Implicaciones estratégicas para la seguridad regional
La neutralización de un líder de la envergadura de "El Mencho" tiene implicaciones profundas para la dinámica del crimen organizado. Se anticipa una posible reconfiguración de las estructuras criminales y una lucha por el control de territorios y rutas estratégicas. Para Chiapas, su ubicación geográfica como estado fronterizo con Guatemala lo posiciona como un punto crítico en la estrategia de seguridad nacional. La intensificación de la vigilancia y los operativos en la frontera sur son esenciales para contener posibles desplazamientos de la actividad delictiva y evitar el fortalecimiento de otros grupos.

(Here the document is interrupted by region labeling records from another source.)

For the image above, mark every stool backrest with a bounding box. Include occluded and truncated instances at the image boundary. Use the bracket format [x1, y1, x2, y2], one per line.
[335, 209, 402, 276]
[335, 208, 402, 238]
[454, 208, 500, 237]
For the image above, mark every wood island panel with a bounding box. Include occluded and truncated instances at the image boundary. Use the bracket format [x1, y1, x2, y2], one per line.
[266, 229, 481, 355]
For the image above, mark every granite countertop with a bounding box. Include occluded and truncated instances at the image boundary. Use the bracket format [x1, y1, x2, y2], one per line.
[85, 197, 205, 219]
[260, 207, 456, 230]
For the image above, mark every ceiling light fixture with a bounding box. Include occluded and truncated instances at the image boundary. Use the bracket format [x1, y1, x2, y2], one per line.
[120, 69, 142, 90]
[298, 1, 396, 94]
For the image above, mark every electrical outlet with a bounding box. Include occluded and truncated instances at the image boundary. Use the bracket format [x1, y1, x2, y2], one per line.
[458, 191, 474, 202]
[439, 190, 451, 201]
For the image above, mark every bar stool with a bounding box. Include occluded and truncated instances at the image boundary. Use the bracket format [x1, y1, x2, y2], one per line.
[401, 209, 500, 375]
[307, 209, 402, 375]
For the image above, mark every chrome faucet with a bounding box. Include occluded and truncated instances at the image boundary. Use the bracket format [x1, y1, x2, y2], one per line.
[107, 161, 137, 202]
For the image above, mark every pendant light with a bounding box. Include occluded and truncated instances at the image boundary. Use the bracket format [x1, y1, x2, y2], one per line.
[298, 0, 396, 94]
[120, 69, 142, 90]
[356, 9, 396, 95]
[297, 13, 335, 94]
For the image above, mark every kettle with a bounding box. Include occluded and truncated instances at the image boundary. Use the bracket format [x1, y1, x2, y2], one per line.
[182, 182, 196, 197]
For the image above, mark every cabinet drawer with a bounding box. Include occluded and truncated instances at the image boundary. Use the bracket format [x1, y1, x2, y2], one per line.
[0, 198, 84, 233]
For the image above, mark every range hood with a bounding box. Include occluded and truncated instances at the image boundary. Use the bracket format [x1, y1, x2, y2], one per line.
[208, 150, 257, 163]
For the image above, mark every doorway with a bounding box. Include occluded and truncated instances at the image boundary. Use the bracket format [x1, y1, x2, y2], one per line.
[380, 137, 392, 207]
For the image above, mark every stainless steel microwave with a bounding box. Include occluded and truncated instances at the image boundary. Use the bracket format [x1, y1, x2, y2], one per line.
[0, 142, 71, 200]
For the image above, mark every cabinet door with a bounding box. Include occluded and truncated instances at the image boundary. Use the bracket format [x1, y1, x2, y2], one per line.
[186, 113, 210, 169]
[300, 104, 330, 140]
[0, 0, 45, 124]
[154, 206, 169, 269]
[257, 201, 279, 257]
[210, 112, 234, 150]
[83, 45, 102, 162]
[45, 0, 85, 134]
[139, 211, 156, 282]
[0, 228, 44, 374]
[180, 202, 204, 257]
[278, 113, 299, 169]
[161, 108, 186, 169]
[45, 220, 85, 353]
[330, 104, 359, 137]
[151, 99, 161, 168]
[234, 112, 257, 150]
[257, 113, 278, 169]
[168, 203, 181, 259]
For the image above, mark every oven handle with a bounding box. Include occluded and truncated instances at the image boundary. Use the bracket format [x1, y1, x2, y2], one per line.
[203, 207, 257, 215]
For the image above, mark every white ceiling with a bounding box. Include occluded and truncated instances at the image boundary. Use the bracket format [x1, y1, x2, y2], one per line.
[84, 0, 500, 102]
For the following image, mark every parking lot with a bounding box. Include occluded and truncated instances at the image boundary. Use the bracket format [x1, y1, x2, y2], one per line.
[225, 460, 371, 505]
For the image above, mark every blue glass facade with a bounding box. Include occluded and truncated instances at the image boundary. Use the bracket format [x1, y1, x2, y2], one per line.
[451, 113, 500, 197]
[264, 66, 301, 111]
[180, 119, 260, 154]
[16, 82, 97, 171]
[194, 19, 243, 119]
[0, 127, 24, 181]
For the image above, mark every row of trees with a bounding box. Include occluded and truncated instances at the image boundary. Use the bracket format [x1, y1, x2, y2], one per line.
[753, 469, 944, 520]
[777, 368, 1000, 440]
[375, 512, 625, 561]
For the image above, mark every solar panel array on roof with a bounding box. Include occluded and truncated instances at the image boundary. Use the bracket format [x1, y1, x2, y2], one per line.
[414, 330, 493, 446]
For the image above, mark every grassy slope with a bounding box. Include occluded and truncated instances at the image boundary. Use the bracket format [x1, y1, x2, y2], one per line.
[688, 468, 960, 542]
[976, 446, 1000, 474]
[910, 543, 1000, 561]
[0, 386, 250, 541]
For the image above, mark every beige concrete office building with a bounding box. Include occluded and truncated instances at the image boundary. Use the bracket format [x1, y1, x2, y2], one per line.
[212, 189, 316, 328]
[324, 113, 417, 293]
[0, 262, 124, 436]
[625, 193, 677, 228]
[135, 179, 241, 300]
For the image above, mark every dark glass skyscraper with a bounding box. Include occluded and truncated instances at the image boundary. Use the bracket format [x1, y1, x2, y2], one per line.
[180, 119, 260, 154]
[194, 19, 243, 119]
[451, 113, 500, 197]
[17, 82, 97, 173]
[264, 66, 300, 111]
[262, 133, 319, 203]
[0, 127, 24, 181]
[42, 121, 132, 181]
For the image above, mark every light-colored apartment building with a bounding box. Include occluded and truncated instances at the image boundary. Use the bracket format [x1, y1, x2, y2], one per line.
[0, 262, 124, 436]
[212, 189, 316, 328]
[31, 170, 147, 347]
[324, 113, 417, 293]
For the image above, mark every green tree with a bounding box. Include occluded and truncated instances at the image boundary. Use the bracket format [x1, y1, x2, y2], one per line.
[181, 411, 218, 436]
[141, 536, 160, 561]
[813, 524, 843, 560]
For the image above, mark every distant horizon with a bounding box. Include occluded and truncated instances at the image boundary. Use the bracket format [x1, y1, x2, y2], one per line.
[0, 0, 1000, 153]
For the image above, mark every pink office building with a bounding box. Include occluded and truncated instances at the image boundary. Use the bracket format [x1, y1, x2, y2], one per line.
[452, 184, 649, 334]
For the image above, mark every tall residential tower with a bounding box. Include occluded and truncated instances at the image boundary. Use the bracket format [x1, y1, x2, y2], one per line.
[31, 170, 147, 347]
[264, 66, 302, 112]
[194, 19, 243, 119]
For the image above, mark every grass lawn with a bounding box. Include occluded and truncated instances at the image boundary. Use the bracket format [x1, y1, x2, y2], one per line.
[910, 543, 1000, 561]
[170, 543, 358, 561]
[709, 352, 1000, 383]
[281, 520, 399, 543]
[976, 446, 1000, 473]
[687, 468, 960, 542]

La coordinación interinstitucional, tanto a nivel federal como estatal, se erige como un pilar fundamental para mantener la estabilidad y garantizar la aplicación de la ley. La experiencia en el sector revela que la capacidad de respuesta ante eventos de esta magnitud depende directamente de la cohesión y eficiencia de las fuerzas de seguridad. La iniciativa de dotar a las corporaciones municipales con armamento de alto poder, si bien busca fortalecer la capacidad de defensa, también subraya la gravedad de los desafíos que enfrenta la región en la lucha contra la delincuencia organizada.
La situación en Chiapas, marcada por la disputa territorial entre cárteles y la presencia de pandillas transnacionales, exige una estrategia de seguridad integral y sostenida. La respuesta del gobierno estatal, en conjunto con el respaldo federal, será determinante para restaurar la paz y la tranquilidad en las comunidades afectadas.